When I sobered up and actually made the pie chart, I was right: it does look like Pac Man; just not in the way that I thought:
Granted, this is counting The 39 Steps as a newer play (though it is based on a 1935 film, the play adaptation started life in 1995). As it turns out, the Ivey Awards were actually pretty well weighted toward newer and more contemporary work this year. Here's the same pie chart without my original smug simplification:
Now that the angry demon of bourbon is no longing traipsing through my bloodstream, I actually see that the Iveys have crept tantalizingly close to acknowledging that new work may have merit. 2/3 of the shows recognized were created in our current century. They even gave an award to a playwright for new work without first having to declare that this was going to be "The Year of the Playwright".
And to top it off, the Lifetime Achievement award went to Bonnie Morris and Michael Robins, who, in their 40 years of running Illusion Theater have been consistently helping to foster the creation of new work. (Actually, more than 350 new shows)
So, for a guy like me, who wants to see new work and wants to see new work recognized, but faces an industry that's still futzing around with 60-year-old musicals as if they are still fresh and relevant, I view this as a decent compromise. While there are plenty of things I could complain about (Seriously, Iveys, have you not actually listened to the lyrics to "Hallelujah"? It is not an appropriate song to play during the In Memorium segment.) there wasn't much that actively bothered me, so I guess we'll call it a draw this year, Iveys.
Oh Yeah, There Was Other Stuff
Some other things happened in the past week, but I really need to get my post-Iveys hangover breakfast underway; so, in no particular order, here are those things:
(1) The The Lion King on Broadway officially passed the $1 billion mark, and the Lion King franchise is now the single most profitable piece of media ever produced by humanity.
(2) The MacArthur Foundation gave out the 2014 MacArthur Fellowships, which are not actually named "the genius grants", but are totally called "the genius grants" by everyone except for the MacArthur Foundation. Playwright Samuel D. Hunter was among the recipients, and Charles McNulty at the LA Times thinks it's a sign that good playwright are on the rise again.

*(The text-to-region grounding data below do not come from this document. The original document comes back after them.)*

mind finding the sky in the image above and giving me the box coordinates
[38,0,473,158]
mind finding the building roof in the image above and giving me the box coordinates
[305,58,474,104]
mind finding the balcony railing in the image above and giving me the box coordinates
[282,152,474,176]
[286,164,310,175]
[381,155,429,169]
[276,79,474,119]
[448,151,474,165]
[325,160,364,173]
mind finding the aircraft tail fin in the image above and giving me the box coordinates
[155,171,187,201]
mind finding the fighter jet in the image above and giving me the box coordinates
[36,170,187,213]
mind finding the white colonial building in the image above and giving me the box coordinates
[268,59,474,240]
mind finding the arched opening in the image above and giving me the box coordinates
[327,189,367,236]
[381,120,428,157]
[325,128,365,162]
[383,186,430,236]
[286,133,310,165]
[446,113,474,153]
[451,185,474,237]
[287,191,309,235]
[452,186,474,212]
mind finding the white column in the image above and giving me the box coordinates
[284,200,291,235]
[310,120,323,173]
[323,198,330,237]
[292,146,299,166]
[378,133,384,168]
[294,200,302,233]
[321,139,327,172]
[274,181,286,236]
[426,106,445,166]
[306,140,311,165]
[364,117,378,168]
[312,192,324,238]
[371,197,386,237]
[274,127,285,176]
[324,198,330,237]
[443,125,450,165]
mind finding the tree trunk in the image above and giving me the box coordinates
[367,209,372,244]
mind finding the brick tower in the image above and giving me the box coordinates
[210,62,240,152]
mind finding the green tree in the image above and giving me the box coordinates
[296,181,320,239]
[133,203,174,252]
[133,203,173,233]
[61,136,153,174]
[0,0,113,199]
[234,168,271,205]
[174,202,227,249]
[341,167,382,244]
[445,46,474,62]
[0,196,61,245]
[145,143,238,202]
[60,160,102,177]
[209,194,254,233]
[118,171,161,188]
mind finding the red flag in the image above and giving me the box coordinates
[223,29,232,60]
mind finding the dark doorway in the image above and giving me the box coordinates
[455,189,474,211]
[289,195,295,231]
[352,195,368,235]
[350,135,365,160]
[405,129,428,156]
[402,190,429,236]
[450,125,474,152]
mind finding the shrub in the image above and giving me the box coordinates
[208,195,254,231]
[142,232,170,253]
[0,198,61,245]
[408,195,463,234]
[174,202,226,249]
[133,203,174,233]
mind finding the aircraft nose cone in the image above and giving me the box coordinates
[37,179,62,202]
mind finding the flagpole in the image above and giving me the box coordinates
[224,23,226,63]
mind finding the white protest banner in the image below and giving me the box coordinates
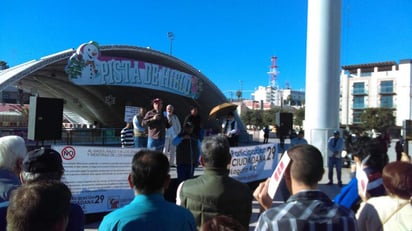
[52,145,137,214]
[124,106,138,122]
[267,151,291,199]
[229,141,281,183]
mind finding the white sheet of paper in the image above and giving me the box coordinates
[356,155,370,198]
[267,152,291,199]
[356,166,369,198]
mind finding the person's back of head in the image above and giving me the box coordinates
[0,135,26,172]
[130,150,170,194]
[355,136,388,172]
[382,161,412,200]
[200,135,231,169]
[20,147,64,183]
[287,144,324,187]
[200,215,246,231]
[7,180,72,231]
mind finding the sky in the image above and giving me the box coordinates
[1,0,411,100]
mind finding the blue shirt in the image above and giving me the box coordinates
[328,136,344,157]
[0,169,21,203]
[99,193,196,231]
[255,190,358,231]
[290,137,308,147]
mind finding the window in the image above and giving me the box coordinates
[353,96,364,109]
[380,80,393,93]
[353,110,363,123]
[380,95,393,108]
[353,82,365,94]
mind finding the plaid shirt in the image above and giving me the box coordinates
[255,190,358,231]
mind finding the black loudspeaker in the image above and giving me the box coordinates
[404,120,412,140]
[28,97,64,141]
[276,112,293,137]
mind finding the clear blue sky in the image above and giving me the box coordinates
[1,0,411,99]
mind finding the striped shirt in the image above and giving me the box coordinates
[255,190,358,231]
[120,127,134,147]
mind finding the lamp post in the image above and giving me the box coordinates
[167,32,174,55]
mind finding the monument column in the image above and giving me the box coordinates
[304,0,342,165]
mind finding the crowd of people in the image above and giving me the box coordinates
[121,97,244,182]
[1,100,412,230]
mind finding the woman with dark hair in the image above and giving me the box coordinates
[356,161,412,231]
[334,136,388,212]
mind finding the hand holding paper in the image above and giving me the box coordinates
[252,179,272,211]
[267,152,291,199]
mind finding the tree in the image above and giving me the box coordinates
[240,110,254,127]
[360,108,395,133]
[240,109,264,128]
[236,90,242,101]
[0,61,9,70]
[294,107,305,127]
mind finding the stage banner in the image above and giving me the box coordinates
[229,140,284,183]
[52,145,137,214]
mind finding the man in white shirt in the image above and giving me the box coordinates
[163,104,181,166]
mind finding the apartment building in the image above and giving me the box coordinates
[252,86,305,107]
[340,59,412,127]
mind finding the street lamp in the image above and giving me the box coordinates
[167,32,174,55]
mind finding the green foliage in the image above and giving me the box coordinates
[236,90,242,100]
[240,107,300,129]
[294,107,305,127]
[360,108,395,132]
[0,61,9,70]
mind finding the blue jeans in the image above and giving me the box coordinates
[134,136,147,148]
[147,137,165,151]
[328,156,342,183]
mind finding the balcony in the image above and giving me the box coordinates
[352,89,368,95]
[352,104,366,109]
[379,87,396,95]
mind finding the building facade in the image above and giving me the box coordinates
[251,86,305,107]
[340,59,412,127]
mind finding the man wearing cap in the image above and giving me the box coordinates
[173,121,200,183]
[142,98,172,151]
[18,147,84,231]
[327,130,345,186]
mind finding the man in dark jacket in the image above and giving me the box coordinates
[173,122,200,184]
[176,135,252,230]
[142,98,172,151]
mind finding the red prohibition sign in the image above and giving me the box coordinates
[61,146,76,160]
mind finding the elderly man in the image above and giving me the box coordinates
[163,104,181,166]
[0,135,27,202]
[177,135,252,229]
[0,148,85,231]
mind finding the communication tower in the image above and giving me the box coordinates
[267,56,278,89]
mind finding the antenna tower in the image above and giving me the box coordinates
[267,56,278,89]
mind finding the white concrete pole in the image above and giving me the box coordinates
[304,0,342,165]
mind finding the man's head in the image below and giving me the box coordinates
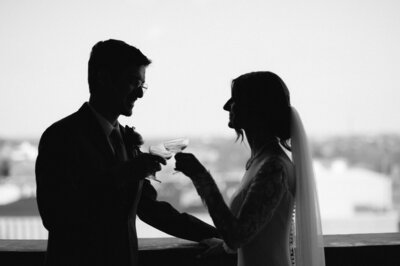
[88,39,151,117]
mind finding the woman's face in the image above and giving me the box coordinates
[223,85,248,129]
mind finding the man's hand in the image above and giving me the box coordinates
[134,153,166,178]
[113,153,166,185]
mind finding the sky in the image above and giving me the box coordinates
[1,0,400,140]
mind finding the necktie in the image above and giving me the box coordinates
[109,128,127,161]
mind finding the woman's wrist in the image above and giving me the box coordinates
[222,241,237,254]
[192,168,211,180]
[192,170,213,187]
[192,170,219,199]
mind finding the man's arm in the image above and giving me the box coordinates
[137,180,219,242]
[35,125,87,230]
[35,125,127,230]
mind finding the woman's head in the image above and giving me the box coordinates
[223,71,291,150]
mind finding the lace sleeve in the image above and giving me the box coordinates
[192,157,288,250]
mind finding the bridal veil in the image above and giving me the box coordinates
[290,107,326,266]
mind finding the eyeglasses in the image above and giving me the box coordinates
[130,79,148,94]
[139,82,148,94]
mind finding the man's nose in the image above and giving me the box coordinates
[135,87,144,98]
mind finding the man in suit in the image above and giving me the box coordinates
[35,39,219,266]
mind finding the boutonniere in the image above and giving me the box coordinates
[124,125,144,148]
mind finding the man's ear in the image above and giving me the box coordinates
[96,70,112,87]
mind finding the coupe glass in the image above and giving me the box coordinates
[163,138,189,174]
[149,145,173,160]
[147,145,173,183]
[163,138,189,153]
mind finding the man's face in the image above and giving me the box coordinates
[111,65,146,117]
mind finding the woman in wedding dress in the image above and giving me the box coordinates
[175,71,325,266]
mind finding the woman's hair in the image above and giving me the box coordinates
[232,71,291,151]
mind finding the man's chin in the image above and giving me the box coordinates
[121,108,133,117]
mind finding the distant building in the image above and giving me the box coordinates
[315,159,397,234]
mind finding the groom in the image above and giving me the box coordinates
[35,39,219,266]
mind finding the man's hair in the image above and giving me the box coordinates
[88,39,151,94]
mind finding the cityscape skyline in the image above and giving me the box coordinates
[1,134,399,237]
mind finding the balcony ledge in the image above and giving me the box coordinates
[1,233,400,266]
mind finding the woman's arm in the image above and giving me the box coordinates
[176,153,288,249]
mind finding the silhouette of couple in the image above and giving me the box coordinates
[36,39,325,266]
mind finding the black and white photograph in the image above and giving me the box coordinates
[0,1,399,265]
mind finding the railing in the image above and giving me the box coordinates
[0,217,47,239]
[1,233,400,266]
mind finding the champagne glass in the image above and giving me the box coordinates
[163,138,189,153]
[163,138,189,174]
[149,145,173,160]
[147,145,173,182]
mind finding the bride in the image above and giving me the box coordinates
[175,71,325,266]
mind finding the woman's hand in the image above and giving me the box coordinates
[197,238,225,259]
[174,152,208,178]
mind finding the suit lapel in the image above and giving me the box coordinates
[78,103,115,163]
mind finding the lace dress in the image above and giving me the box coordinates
[192,154,296,266]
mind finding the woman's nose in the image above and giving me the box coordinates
[223,99,232,111]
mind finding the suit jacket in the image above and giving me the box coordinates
[35,103,219,266]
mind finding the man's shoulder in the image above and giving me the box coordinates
[40,104,88,141]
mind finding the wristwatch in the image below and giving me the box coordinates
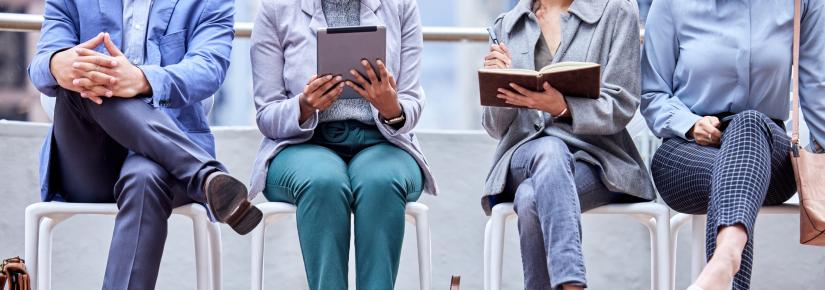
[382,111,406,127]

(3) A British stage actor who you probably only know as playing a one-eyed psychopath in an American TV show about zombies touched off a round of controversy in the UK by saying that the theater system there is "pricing out working class actors." Britain obsesses over class issues the way that Americans obsess over race, so the conversation is expanding to include the question of whether or not theaters make shows for working class audiences anymore.
(4) Remember when I told you about that high school production of Spamalot that was canceled because of its "homosexual content"? The director at the school who tried to keep the show goinghas been fired by the superintendent who had problems with the "homosexual content".
So, I'm sure that the problem will just go away now, and no one will possibly question this decision at all.